EX-5.1 3 dex51.htm EXHIBIT 5.1 EXHIBIT 5.1

Exhibit 5.1

[McGuireWoods LLP Letterhead]

April 21, 2008

Stanley Furniture Company, Inc.

1641 Fairystone Park Highway

Stanleytown, Virginia 24168

Re: Registration Statement on Form S-8

Ladies and Gentlemen:

We have examined the Registration Statement on Form S-8 (the “Registration Statement”) to be filed by Stanley Furniture Company, Inc., a Delaware corporation (the “Company”), with the Securities and Exchange Commission on the date hereof, in connection with the registration under the Securities Act of 1933, as amended, of 2,000,000 shares of your common stock, par value $0.02 per share (the “Shares”), reserved for issuance under the Stanley Furniture Company, Inc. 2008 Incentive Compensation Plan (the “Plan”).
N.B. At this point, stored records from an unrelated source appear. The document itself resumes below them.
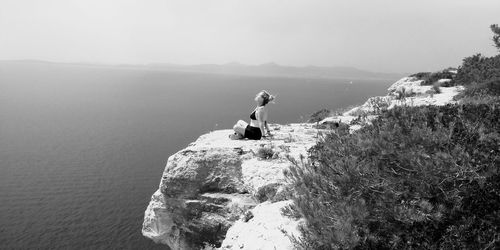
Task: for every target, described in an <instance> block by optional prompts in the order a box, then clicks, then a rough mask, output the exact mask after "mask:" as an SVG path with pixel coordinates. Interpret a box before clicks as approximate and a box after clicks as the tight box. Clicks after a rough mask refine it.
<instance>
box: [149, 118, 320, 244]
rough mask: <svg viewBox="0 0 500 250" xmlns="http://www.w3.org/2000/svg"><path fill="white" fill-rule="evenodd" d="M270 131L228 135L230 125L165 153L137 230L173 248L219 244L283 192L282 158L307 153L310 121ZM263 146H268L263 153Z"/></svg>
mask: <svg viewBox="0 0 500 250" xmlns="http://www.w3.org/2000/svg"><path fill="white" fill-rule="evenodd" d="M271 128H272V129H273V131H274V133H273V134H274V136H273V137H271V138H269V139H264V140H260V141H252V140H230V139H229V138H228V135H229V134H231V133H232V131H231V130H218V131H214V132H211V133H209V134H205V135H203V136H201V137H200V138H199V139H198V140H197V141H195V142H194V143H191V144H190V145H189V146H188V147H187V148H185V149H183V150H181V151H179V152H177V153H176V154H174V155H172V156H170V157H169V159H168V162H167V165H166V167H165V171H164V173H163V177H162V179H161V183H160V187H159V189H158V191H156V192H155V193H154V194H153V196H152V198H151V202H150V204H149V206H148V208H147V210H146V212H145V216H144V223H143V229H142V233H143V235H144V236H146V237H148V238H150V239H152V240H154V241H155V242H158V243H163V244H167V245H169V246H170V247H171V248H172V249H200V248H201V247H202V246H203V245H205V244H207V243H209V244H211V245H215V246H217V247H219V246H220V245H221V243H222V241H223V239H224V238H225V235H226V232H227V230H228V229H229V228H230V227H231V226H232V225H233V224H234V223H235V221H237V220H238V219H240V217H242V216H244V215H245V213H246V212H247V211H248V210H250V209H252V208H254V207H255V206H256V205H258V204H259V203H261V202H265V201H270V202H274V201H280V200H283V199H286V197H287V190H288V189H287V188H286V186H287V183H286V181H285V178H284V175H283V170H285V169H286V168H288V167H289V166H290V162H289V160H288V159H287V158H286V157H287V156H289V157H294V158H299V157H300V155H304V156H305V155H307V149H308V148H310V147H311V146H313V145H314V144H315V143H316V140H317V138H316V137H317V135H318V130H317V129H314V128H313V125H312V124H290V125H271ZM263 148H268V149H269V150H270V151H271V152H272V154H271V155H272V157H270V159H262V158H261V157H260V153H261V151H262V149H263Z"/></svg>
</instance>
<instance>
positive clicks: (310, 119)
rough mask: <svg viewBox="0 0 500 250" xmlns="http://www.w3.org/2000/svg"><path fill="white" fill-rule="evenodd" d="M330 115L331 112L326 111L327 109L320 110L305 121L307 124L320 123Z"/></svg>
mask: <svg viewBox="0 0 500 250" xmlns="http://www.w3.org/2000/svg"><path fill="white" fill-rule="evenodd" d="M330 113H331V111H330V110H328V109H321V110H318V111H316V112H314V113H313V114H312V115H311V117H310V118H309V120H307V122H310V123H315V122H316V123H317V122H320V121H322V120H323V119H325V118H327V117H329V116H330Z"/></svg>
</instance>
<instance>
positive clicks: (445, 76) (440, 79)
mask: <svg viewBox="0 0 500 250" xmlns="http://www.w3.org/2000/svg"><path fill="white" fill-rule="evenodd" d="M450 70H451V69H446V70H443V71H438V72H432V73H431V72H420V73H417V74H413V75H410V76H412V77H416V78H417V79H419V80H423V82H422V85H433V84H434V83H436V82H437V81H439V80H441V79H450V80H453V78H454V77H455V74H454V73H452V72H451V71H450ZM446 84H447V86H452V85H453V81H451V82H447V83H446ZM445 87H446V86H445Z"/></svg>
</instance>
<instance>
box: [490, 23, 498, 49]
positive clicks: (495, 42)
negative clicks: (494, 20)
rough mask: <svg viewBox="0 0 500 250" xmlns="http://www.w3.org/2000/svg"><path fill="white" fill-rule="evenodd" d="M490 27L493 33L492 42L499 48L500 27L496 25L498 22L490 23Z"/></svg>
mask: <svg viewBox="0 0 500 250" xmlns="http://www.w3.org/2000/svg"><path fill="white" fill-rule="evenodd" d="M490 28H491V31H492V32H493V34H494V35H493V43H494V44H495V47H497V49H498V50H500V27H498V24H492V25H491V26H490Z"/></svg>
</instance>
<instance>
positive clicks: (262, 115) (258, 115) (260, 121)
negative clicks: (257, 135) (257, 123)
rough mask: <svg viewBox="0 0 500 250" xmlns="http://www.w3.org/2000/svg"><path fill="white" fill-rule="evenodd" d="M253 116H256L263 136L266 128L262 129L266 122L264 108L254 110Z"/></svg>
mask: <svg viewBox="0 0 500 250" xmlns="http://www.w3.org/2000/svg"><path fill="white" fill-rule="evenodd" d="M255 116H256V118H257V121H258V122H259V128H260V133H261V134H262V136H265V134H266V130H264V124H266V120H265V118H266V115H265V111H264V108H259V109H258V110H257V112H255Z"/></svg>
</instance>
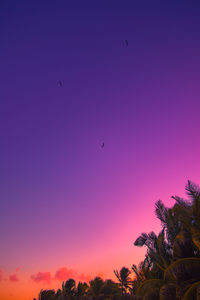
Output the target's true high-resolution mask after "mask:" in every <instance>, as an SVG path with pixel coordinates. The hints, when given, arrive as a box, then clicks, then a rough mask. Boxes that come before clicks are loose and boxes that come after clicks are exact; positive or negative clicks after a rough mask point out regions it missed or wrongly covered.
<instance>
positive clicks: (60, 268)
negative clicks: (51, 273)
mask: <svg viewBox="0 0 200 300" xmlns="http://www.w3.org/2000/svg"><path fill="white" fill-rule="evenodd" d="M70 278H73V279H75V280H77V281H87V282H89V281H90V280H91V279H92V277H91V276H90V275H87V274H84V273H78V272H77V271H76V270H73V269H69V268H67V267H61V268H59V269H58V270H57V271H56V272H55V275H54V276H52V275H51V273H50V272H38V273H36V274H33V275H31V279H32V280H33V281H34V282H36V283H40V282H46V283H50V282H51V281H52V280H59V281H65V280H68V279H70Z"/></svg>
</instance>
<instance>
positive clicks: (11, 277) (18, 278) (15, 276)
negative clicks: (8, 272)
mask: <svg viewBox="0 0 200 300" xmlns="http://www.w3.org/2000/svg"><path fill="white" fill-rule="evenodd" d="M9 280H10V281H12V282H17V281H19V278H18V277H17V274H12V275H10V276H9Z"/></svg>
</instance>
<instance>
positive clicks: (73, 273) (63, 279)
mask: <svg viewBox="0 0 200 300" xmlns="http://www.w3.org/2000/svg"><path fill="white" fill-rule="evenodd" d="M75 275H76V273H75V272H74V270H72V269H68V268H66V267H62V268H60V269H58V270H57V271H56V273H55V277H54V278H55V279H58V280H61V281H62V280H67V279H69V278H72V277H75Z"/></svg>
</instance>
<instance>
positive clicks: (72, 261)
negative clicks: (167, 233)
mask: <svg viewBox="0 0 200 300" xmlns="http://www.w3.org/2000/svg"><path fill="white" fill-rule="evenodd" d="M199 14H200V3H198V2H195V1H192V2H190V3H189V2H187V1H183V2H180V1H168V2H167V3H160V2H159V1H153V2H151V3H149V1H147V0H146V1H143V2H142V3H135V2H133V1H126V3H116V2H114V1H111V2H109V3H108V2H106V1H101V2H95V3H94V2H92V1H87V2H84V3H83V2H81V1H77V2H76V3H69V2H66V1H64V0H60V1H58V2H57V3H55V2H50V3H48V4H47V3H44V2H43V3H40V2H39V1H28V2H27V1H20V2H19V3H17V4H16V3H15V2H14V1H6V2H3V3H1V9H0V20H1V21H0V22H1V26H0V33H1V50H0V54H1V55H0V65H1V74H0V76H1V80H0V85H1V88H0V99H1V100H0V123H1V147H0V153H1V155H0V165H1V180H0V184H1V188H0V198H1V215H0V216H1V217H0V228H1V229H0V239H1V250H0V253H1V259H0V287H1V288H0V298H2V299H3V300H12V299H15V300H30V299H33V298H34V297H36V296H37V295H38V293H39V291H40V289H41V288H42V287H43V288H44V289H45V288H48V289H49V288H55V289H56V288H58V287H60V286H61V282H62V281H63V280H64V279H66V280H67V279H68V278H69V277H70V276H72V277H73V276H74V277H75V279H77V280H79V279H80V280H81V278H82V279H83V280H84V278H85V280H88V279H90V278H94V277H95V276H96V275H98V274H99V275H100V276H102V277H103V278H104V279H106V278H111V279H114V278H115V275H114V273H113V270H116V269H117V270H119V269H120V268H121V267H123V266H125V267H128V268H131V266H132V264H136V265H137V264H138V263H139V262H140V261H141V260H142V259H143V258H144V255H145V249H143V248H142V249H141V248H138V247H134V246H133V243H134V241H135V240H136V238H137V237H138V236H139V235H140V234H141V233H142V232H149V231H155V232H156V233H158V232H159V230H160V229H161V225H160V223H159V220H157V219H156V217H155V213H154V205H155V202H156V201H157V200H158V199H161V200H163V202H164V203H165V205H166V206H169V207H170V206H172V205H173V203H174V200H173V199H171V196H173V195H179V196H181V197H184V198H187V197H186V195H185V189H184V187H185V184H186V183H187V180H191V181H192V182H195V183H196V184H199V167H200V162H199V148H200V141H199V138H198V136H199V129H200V124H199V111H200V101H199V98H200V85H199V78H200V67H199V66H200V57H199V52H200V40H199V34H200V18H199ZM22 295H23V296H22Z"/></svg>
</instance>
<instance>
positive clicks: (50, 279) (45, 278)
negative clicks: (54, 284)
mask: <svg viewBox="0 0 200 300" xmlns="http://www.w3.org/2000/svg"><path fill="white" fill-rule="evenodd" d="M31 279H32V280H33V281H34V282H36V283H40V282H46V283H50V282H51V279H52V276H51V273H50V272H38V273H37V274H33V275H31Z"/></svg>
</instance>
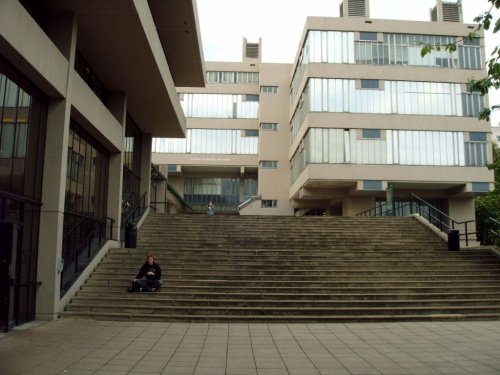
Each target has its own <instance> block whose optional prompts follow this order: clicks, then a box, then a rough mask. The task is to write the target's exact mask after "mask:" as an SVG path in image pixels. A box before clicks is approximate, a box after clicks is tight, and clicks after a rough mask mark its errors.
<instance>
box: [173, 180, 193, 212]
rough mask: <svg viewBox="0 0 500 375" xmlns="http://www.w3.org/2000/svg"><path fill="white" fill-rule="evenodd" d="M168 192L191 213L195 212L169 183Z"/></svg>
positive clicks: (191, 207)
mask: <svg viewBox="0 0 500 375" xmlns="http://www.w3.org/2000/svg"><path fill="white" fill-rule="evenodd" d="M167 190H168V191H169V192H171V193H172V195H173V196H174V197H175V198H176V199H177V200H178V201H179V203H180V204H181V206H182V207H184V208H187V209H188V210H189V211H193V208H192V207H191V206H190V205H189V204H188V203H187V202H186V201H185V200H184V198H182V197H181V195H180V194H179V193H178V192H177V190H175V188H174V187H173V186H172V185H170V184H169V183H168V182H167Z"/></svg>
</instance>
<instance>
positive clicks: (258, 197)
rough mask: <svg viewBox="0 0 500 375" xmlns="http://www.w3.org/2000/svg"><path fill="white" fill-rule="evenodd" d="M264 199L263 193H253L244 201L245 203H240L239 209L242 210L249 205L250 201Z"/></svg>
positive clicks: (238, 206) (253, 200) (238, 210)
mask: <svg viewBox="0 0 500 375" xmlns="http://www.w3.org/2000/svg"><path fill="white" fill-rule="evenodd" d="M260 199H262V195H253V196H251V197H250V198H248V199H247V200H246V201H244V202H243V203H240V204H239V205H238V211H240V210H241V209H242V208H245V207H246V206H248V205H249V204H250V203H252V202H255V201H257V200H260Z"/></svg>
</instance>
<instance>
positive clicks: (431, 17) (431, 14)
mask: <svg viewBox="0 0 500 375" xmlns="http://www.w3.org/2000/svg"><path fill="white" fill-rule="evenodd" d="M431 21H432V22H437V7H434V8H432V10H431Z"/></svg>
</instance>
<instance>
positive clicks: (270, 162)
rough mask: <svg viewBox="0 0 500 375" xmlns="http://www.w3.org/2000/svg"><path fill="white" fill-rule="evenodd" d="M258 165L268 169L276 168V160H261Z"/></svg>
mask: <svg viewBox="0 0 500 375" xmlns="http://www.w3.org/2000/svg"><path fill="white" fill-rule="evenodd" d="M260 167H261V168H268V169H272V168H278V162H277V161H275V160H261V161H260Z"/></svg>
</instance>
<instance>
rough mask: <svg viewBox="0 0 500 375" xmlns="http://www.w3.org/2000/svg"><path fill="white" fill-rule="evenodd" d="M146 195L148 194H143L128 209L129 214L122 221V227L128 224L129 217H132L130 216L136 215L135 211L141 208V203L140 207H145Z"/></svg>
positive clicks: (147, 193)
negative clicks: (134, 203)
mask: <svg viewBox="0 0 500 375" xmlns="http://www.w3.org/2000/svg"><path fill="white" fill-rule="evenodd" d="M147 194H148V193H147V192H145V193H144V194H142V196H141V198H140V199H139V200H138V201H137V203H136V204H135V205H134V206H133V207H132V208H131V209H130V212H129V213H128V214H127V216H125V217H124V218H123V220H122V226H123V225H125V224H126V223H128V222H129V219H130V217H132V215H134V214H135V213H136V211H137V210H138V209H139V208H140V207H141V203H142V207H146V196H147Z"/></svg>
In rendering this opinion, we have examined and relied upon (1) the Registration Statement and related prospectus, (2) the Company’s Restated Certificate of Incorporation and Bylaws as in effect on the date hereof, (3) the Plan, and (4) other records, documents, certificates, memoranda and instruments as in our judgment are necessary or appropriate to enable us to render the opinion expressed below.

In rendering this opinion, we have assumed that (1) all information contained in all documents reviewed by us is correct, (2) all signatures on all documents reviewed by us are genuine, (3) all documents submitted to us as originals are true and complete, and (4) all documents submitted to us as copies are true and complete copies of originals thereof. Our opinion is expressed only with respect to the Delaware General Corporation Law.

Based on the foregoing, we are of the opinion that the Shares have been duly authorized and, upon issuance and delivery against payment therefor in accordance with the terms of the Plan, will be validly issued, fully paid and nonassessable.


We consent to the use of this opinion as Exhibit 5.1 to the Registration Statement, and further consent to the use of our name wherever appearing in the Registration Statement and any amendments thereto. In giving our consent, we do not admit that we are in the category of persons whose consent is required under Section 7 of the Securities Act or the rules and regulations promulgated thereunder.